Overall, I enjoyed myself and the challenge. As a hopeless music geek whose idea of "dance music" is the Talking Heads' Remain in Light, the mainstream choice of music -- 75 percent of which I did not recognize -- was a little uninspiring. Prince's "Kiss" was a nice touch, but the Journey remix was cheesy; for my taste, some Girl Talk or even Foals would've gone nicely with the juxtaposition of core exercise and speedy cycling at what folks in Boulder are calling a "dance party on a bike." Maybe -- and I'm sure this sounds crazy -- a smidgen of "Master of Puppets" at the right moment would also have fit nicely.

Still, the soundtracks are surprisingly purposeful. Lucy, who proved again after class that she'd remembered most of our names, told me she puts the playlist together for each of her classes and even takes requests. The atmosphere that she -- and the disco-like setting -- created was surprisingly unintimidating, and the superficial attitudes notorious at high-intensity workout classes didn't seem present at all.

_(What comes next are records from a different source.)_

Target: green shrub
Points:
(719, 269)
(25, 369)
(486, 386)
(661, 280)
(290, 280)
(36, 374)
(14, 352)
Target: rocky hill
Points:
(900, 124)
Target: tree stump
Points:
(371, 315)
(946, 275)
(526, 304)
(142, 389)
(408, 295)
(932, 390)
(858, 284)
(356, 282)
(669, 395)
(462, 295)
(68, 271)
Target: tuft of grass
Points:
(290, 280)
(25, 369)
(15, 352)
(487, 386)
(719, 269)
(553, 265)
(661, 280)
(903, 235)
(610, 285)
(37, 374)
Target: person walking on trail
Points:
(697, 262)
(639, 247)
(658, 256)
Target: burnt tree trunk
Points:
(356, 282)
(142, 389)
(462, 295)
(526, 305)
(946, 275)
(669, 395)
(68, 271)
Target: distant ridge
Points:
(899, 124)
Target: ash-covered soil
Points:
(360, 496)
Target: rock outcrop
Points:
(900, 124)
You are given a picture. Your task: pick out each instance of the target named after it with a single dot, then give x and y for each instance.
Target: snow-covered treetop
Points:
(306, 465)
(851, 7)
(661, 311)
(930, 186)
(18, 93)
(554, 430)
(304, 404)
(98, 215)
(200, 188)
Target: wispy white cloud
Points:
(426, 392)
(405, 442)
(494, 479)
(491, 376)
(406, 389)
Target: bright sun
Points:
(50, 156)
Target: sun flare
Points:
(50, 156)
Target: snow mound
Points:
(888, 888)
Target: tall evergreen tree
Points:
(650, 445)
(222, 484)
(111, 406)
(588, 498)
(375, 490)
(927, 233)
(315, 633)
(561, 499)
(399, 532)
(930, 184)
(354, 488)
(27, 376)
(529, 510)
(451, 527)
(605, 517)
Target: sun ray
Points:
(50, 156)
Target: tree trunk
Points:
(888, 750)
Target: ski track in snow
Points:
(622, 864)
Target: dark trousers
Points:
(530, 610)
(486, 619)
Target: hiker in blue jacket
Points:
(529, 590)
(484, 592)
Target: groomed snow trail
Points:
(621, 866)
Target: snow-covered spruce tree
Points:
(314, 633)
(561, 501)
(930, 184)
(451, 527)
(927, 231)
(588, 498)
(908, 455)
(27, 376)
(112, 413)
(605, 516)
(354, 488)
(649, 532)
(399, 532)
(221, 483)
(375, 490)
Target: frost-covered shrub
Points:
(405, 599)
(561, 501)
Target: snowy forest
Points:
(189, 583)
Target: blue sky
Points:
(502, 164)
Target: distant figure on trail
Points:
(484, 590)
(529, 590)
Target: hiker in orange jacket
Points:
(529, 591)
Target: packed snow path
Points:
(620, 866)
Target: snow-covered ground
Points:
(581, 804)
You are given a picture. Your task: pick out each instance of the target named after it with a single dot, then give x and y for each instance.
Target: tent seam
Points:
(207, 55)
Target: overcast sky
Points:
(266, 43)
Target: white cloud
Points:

Another instructor, New York City native Sarah Gee, told me, "Music is a very personal thing, so every instructor's gonna have [his or her] own style, and that's very important." Gee says she's excited about Beat Cycle because it's "something this area doesn't have.

"Just the idea of using music as part of a class, as a basic tool...the musical phrasing and instrumentation is not something you'll find in most workout classes," she says. "And people like that, because it makes you forget that it's a workout and you're huffing and puffing and working hard. It's more like you're out dancing at a club, which is why it's so addictive."

Co-founder Hilary Cruz-Abrams agrees wholeheartedly. "We're all about the beat of the music; that's what makes it fun," she says. "I don't look at an instructor's playlist before class, [because] even if you don't like the song, the beat is so good that you're rolling with it. And we have a killer sound system."